It’s almost been a year since Nationwide tapped ex-Tony Blair press secretary and architect of Sport England’s ‘This Girl Can’ campaign, Tanya Joseph, as director of external relations – and it’s safe to say she’s been busy.
Originally tasked with helping the brand address social and national issues, beginning with housing, Joseph told The Drum she has been quietly settling into what she says has evolved into a “campaigning” role.
Joseph works with small group of people on her own remit but also has access to Nationwide’s 300-strong marketing team, including its creative and digital divisions. Her overall goal is to support Nationwide in its core purpose of ‘building society, nationwide’.
“Those teams talk to members across the whole business, but it’s just me and a couple of people going in to talk to government,” she explained.
As well as meeting with government officials, policymakers and maintaining the building society’s relationships with long-serving partners like Shelter, Joseph has also been instrumental in readying a forthcoming brand push which will shine a spotlight on issues related to housing in the UK.
The bank has already been telling its customers' stories through spoken word and poetry within its advertising, using TV slots to portray itself as a supportive voice for what matters in society since 2016.
While she is coy about the next execution, she says we can expect some above-the-line content as well as earned and owned media.
“I've been working on campaigns since I got there,” she explained. “You will start seeing us put our head above the parapet and having a bolder, bigger voice on areas we know are important to our members, particularly around housing.”
In a world where consumers see brands are bearing as much responsibility for driving positive social change as governments, Joseph makes no bones about the fact Nationwide (which is owned by its members) is scoping out the societal issues it can “intervene and take action in” and “put pressure” on Westminster.
“We want people to feel like we’re doing something with our power and weight.
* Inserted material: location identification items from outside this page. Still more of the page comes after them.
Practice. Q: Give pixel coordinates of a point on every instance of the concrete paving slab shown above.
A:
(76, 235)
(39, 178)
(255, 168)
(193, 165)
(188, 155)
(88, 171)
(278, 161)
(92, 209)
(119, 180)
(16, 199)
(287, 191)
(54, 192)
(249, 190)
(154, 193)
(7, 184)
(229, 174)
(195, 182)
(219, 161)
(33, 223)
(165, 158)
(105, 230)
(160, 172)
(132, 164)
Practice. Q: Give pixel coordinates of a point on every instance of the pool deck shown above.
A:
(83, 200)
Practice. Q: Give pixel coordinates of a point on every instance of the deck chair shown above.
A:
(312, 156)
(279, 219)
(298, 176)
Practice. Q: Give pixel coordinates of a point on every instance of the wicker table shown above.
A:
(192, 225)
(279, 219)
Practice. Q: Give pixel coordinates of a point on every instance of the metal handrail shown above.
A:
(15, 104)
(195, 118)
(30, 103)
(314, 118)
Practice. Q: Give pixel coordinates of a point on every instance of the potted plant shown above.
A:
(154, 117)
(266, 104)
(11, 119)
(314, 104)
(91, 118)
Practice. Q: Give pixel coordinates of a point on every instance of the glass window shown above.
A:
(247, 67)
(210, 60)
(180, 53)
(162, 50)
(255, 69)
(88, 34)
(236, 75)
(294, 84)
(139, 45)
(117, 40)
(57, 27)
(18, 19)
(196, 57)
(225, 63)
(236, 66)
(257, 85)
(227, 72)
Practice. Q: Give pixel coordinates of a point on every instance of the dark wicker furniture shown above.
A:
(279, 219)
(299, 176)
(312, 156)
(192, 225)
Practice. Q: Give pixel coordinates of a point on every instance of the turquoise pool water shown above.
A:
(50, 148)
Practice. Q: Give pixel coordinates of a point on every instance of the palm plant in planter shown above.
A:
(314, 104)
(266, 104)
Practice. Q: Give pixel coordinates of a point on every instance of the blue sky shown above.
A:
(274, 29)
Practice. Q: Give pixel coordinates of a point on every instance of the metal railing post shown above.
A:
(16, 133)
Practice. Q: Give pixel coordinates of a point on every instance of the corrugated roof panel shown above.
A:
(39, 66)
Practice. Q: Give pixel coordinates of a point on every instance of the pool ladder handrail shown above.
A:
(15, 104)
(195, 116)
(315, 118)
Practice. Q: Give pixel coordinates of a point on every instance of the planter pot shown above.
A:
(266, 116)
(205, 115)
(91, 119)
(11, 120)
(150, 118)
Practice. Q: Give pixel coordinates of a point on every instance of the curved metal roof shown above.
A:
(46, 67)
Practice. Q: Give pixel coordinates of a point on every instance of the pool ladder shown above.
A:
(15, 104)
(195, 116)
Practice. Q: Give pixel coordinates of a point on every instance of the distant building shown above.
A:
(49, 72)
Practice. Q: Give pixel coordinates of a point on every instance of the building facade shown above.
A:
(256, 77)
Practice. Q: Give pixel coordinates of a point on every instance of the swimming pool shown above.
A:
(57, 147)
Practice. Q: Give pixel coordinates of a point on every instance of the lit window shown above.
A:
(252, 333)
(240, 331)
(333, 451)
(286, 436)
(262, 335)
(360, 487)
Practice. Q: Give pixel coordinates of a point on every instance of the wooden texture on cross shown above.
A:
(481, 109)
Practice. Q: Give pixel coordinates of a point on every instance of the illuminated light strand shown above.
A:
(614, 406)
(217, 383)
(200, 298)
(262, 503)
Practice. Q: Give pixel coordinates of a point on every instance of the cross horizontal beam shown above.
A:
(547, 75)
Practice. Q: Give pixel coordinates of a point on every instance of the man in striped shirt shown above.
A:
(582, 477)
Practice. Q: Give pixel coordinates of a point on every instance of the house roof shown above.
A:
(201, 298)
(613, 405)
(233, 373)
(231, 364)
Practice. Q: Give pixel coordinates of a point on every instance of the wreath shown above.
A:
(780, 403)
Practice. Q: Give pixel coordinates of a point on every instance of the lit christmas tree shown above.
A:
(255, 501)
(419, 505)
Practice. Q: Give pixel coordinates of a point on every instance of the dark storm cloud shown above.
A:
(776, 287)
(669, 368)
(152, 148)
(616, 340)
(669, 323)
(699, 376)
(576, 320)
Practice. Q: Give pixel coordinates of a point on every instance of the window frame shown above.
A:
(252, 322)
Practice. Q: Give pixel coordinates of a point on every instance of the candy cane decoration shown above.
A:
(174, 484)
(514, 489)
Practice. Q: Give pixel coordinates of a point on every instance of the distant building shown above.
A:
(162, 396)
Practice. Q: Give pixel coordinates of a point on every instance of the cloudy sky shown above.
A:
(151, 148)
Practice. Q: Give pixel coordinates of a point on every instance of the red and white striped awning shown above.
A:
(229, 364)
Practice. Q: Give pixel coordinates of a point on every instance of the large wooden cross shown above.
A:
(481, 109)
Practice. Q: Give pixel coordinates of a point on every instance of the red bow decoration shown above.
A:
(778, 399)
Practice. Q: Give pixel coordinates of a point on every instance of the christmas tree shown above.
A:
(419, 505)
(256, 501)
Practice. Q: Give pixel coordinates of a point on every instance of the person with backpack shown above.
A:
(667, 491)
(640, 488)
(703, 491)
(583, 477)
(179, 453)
So [that means] taking a stand on things that they care about,” Joseph asserts.
From a comms perspective, this has included aligning itself as an ally to DSS tenants facing rental discrimination from Landlords; urging the government to extend the benefits of its Help to Buy ISA scheme; and working with organisations to improve the return of tenancy deposits.
The business is also in the process of building a 200-house community in Swindon, designed to encourage old and young citizens to live alongside one another.
Purpose, but not just for the sake of it
Though purpose-driven marketing is in vogue at the moment, the kind of issues Nationwide is taking a stance on (and investing in) are baked into its DNA.
The brand has a history of wading into matters others would see as potentially contentious: Joseph noted that after WWII it helped armed services personnel rebuild their homes and in the 80s it aligned itself with reconstructing Brixton communities after the 1981 riots.
Since 1997, the Nationwide Foundation, which looks to increase the availability of decent, affordable homes for people whose housing circumstances put them at an increased risk of harm and disadvantage, has made grants of over £32m to causes aligned with Joseph’s new remit.
Like Unilever’s outgoing chief marketing officer, Keith Weed, Joseph acknowledges that there also has to be a business case for purpose, though.
With the bellwether mortgage lender having recently reported a year-on-year drop in profits to the tune of 21% for the first nine months of 2018 (which it blamed on increased investment in digital banking) Nationwide will be hoping that a focus on issues close to people's hearts will help onboard new customers.
“It would be naive to think that [we weren’t doing] something positive around this that people wouldn't think more favorably about us or be familiar with us; of course they will.
“Clearly we want to talk about it and we want to tell people about it in the hope they’ll feel an affinity with us. But it's not a marketing campaign in the sense that we say: ‘we’ll do 12 week outdoor on this and then we’ll have a poet doing something else about another issue’ or: ‘it's about housing for this cycle, but the next cycle is going to be about something completely different’."
She continued: “I'm going to be working on these campaigns for a long time and I'm going to lobby the government on this, but it's not necessarily going to work straight away. It takes a while." Her years in government, she added, means she “knows how long this stuff takes.”
Despite all this, Joseph wouldn’t align Nationwide with the likes of Nike – which has received both praise and backlash for its politically-charged support of NFL player Colin Kaepernick.
Housing, for instance, isn't as divisive as something like Brexit (which, as a brand, Nationwide hasn't associated itself with in any way).
“Nike did a great job supporting Kaepernick. It made sense for that brand to do it. Housing is less contentious, yes there are good guys and bad guys... but [our efforts] is not going to be like ‘a Nike’. Is [our campaigning] political, yes?," Joseph mused.
"But you'd struggle to find any politicians who would say we were wrong [in saying that] that people should have a decent home.”